Дикую красоту этого ландшафта нарушало несколько явных следов человеческой деятельности: во-первых, широкая многополосная автомагистраль, черной ниткой перечеркивающая дно кратера, а во-вторых, далекие, призывные огни каких-то многоэтажных строений.

Сверившись с компасом, Наумов повернул на север. Это направление совпадало с ведущей к далеким строениям дорогой.

Над головой по-прежнему плыл исполинский серп Юпитера. Видимо, до рассвета было еще далеко. Расстояние до угадывающихся в сумраке ночи огней он определил как пять-шесть километров по прямой, но, учитывая разреженность атмосферы и непривычные глазу освещение и рельеф, он допускал, что мог ошибиться в своей оценке расстояния.

Давала знать о себе и иная сила тяжести. Шаг Наумова, несмотря на громоздкий скафандр, был размашистым, и идти не составляло особого труда.

Все эти ощущения сливались в нем, тревожили, вызывали чувство оторванности от всех и вся, какого-то совершенно необъяснимого, глобального одиночества.

Наумов хмурился, стараясь как можно чаще смотреть по сторонам, хотя был уверен: проявись в этой немой пустоте какое-то движение или звук, он бы заметил его сразу…

И тем не менее вид второй посадочной капсулы, чей контур внезапно появился из-за груды придорожных валунов, заставил его вздрогнуть, а сердце – пару раз глухо ухнуть, прежде чем Наумов совладал со своими не в меру напряженными нервами.

Продолговатый посадочный аппарат, длиной около трех метров, эдакое обугленное ископаемое яйцо динозавра, торчал из небольшой конической воронки, образовавшейся при его падении. Рядом бессильными белыми языками протянулись опавшие парашютные купола системы окончательного торможения.

Подойдя ближе, Наумов понял, какая деталь встревожила его.

Люк посадочной капсулы был открыт.

Он подошел сбоку, чтобы лежащий внутри аппарата человек не смог увидеть его приближения, и заглянул за край откинутого люка, откуда струился мягкий, приглушенный свет.

Мышцы Наумова окаменели от напряжения, он был готов к любому обороту событий, но взгляд, брошенный внутрь спускаемого аппарата, показал, что тот пуст.

От борта посадочной капсулы к дороге, тянувшейся к недалеким уже огням высотных зданий, уходили едва заметные, слабо отпечатавшиеся в мелком остром гравии следы подошв.
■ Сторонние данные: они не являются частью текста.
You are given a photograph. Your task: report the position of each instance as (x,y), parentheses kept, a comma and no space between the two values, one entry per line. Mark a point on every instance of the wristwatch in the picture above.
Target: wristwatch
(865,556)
«Значит, самопроизвольное срабатывание автоматики, господин Горман?..» – подумал он, потянувшись к прибору связи, который располагался на панели управления внутри капсулы, но в этот миг внешние микрофоны скафандра передали далекий, прозвучавший где-то на пределе слышимости звук, который заставил Наумова отдернуть руку и оглянуться.
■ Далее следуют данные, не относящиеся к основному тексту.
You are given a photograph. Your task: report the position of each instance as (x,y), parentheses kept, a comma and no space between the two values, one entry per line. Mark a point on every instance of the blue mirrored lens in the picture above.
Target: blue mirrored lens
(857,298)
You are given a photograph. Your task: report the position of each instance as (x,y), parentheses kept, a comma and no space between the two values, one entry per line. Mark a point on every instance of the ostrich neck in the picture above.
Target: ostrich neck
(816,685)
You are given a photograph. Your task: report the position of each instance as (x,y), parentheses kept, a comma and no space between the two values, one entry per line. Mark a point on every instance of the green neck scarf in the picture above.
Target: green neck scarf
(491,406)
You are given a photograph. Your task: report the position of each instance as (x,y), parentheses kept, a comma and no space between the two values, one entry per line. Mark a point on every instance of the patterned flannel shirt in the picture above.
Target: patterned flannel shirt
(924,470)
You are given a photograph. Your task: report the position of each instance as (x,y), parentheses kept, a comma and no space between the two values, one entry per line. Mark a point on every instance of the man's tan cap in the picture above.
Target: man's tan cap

Звук постепенно становился четче, явственнее.

Он был очень хорошо знаком полковнику Наумову. В разных ситуациях этот равномерный деловитый стрекот нес либо спасение, либо смерть…

Это был шум приближающихся вертолетных лопастей.

* * *

В темноте покинутого здания тревожно прозвучали шаги. Человек, появившийся в дверном проеме брошенной жильцами квартиры, был экипирован точно так же, как женщина-снайпер, только что поразившая вертолет Военно-космических сил США двумя точными хладнокровными выстрелами.
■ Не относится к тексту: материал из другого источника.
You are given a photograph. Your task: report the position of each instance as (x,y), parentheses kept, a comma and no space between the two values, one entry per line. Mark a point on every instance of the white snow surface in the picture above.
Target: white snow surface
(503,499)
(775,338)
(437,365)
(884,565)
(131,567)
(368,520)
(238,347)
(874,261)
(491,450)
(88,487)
Забрало его гермошлема было поднято, и в сумеречном, пробивающемся через оконный проем свете горящей на улице машины он казался немного старше своих сорока двух лет. Голографическая нашивка на грудной пластине скафандра выдавала его имя, звание и государственную принадлежность:

«Наумов Виктор Сергеевич. Полковник. ВКС России».

– Послушай, как тебя зовут? – спросил он, обратившись к молодой женщине.

Она не ответила. Помедлив несколько секунд, подняла руку, все же прикурив измятую сигарету. Выпустила дым и взглянула в глаза полковника.

Грохот на улице стих. Отзвенели последние осколки стекла, и в темно-фиолетовой ночи вдруг стали отчетливо слышны два звука. За окраиной города, на лысом каменном пригорке, надсадно взвыл, набирая обороты, атмосферный процессор, автоматика которого уловила дым и теперь пыталась в экстренном порядке восполнить нарушенный взрывом химический состав воздуха. Вторя ему, на освещаемой пожаром, засыпанной обломками мостовой характерно и неприятно для человеческого слуха зазвучали сервоприводные моторы нескольких машин-уборщиков, которые выползли из вестибюлей неповрежденных зданий и теперь бестолково ползали по тротуару, натыкаясь на бетонные обломки разрушенного здания и горящий остов вертолета.

Женщина перевела взгляд с Наумова на улицу.

Машины, предназначенные для подметания улиц, не могли справиться с многотонными кусками мусора и жалобно выли сервоприводами, словно бы расписываясь этим заунывным звуком в собственном бессилии и недоумении.

«Вот так и будет, – вдруг с горечью подумала она, глядя вниз. – Мы исчезнем, оставив после себя руины зданий и бестолково ползающие машины…»

* * *

Прошлое…


Ее звали Лада…

Неподходящее имя для колченогой девочки с заячьей губой.

Лада родилась в окрестностях Череповца, и соседство этого угрюмого, задымленного, насквозь пропитанного смогом города наложило жестокий отпечаток на гены новорожденного ребенка.

Впрочем, не только ядовитые выбросы в атмосферу от десятков промышленных предприятий города повлияли на обстоятельства ее появления на свет.

Так часто бывает в жизни – одних людей судьба при рождении одаривает сверх меры, а у других отнимает все, вплоть до надежды когда-либо выкарабкаться из бездонной ямы роковых обстоятельств.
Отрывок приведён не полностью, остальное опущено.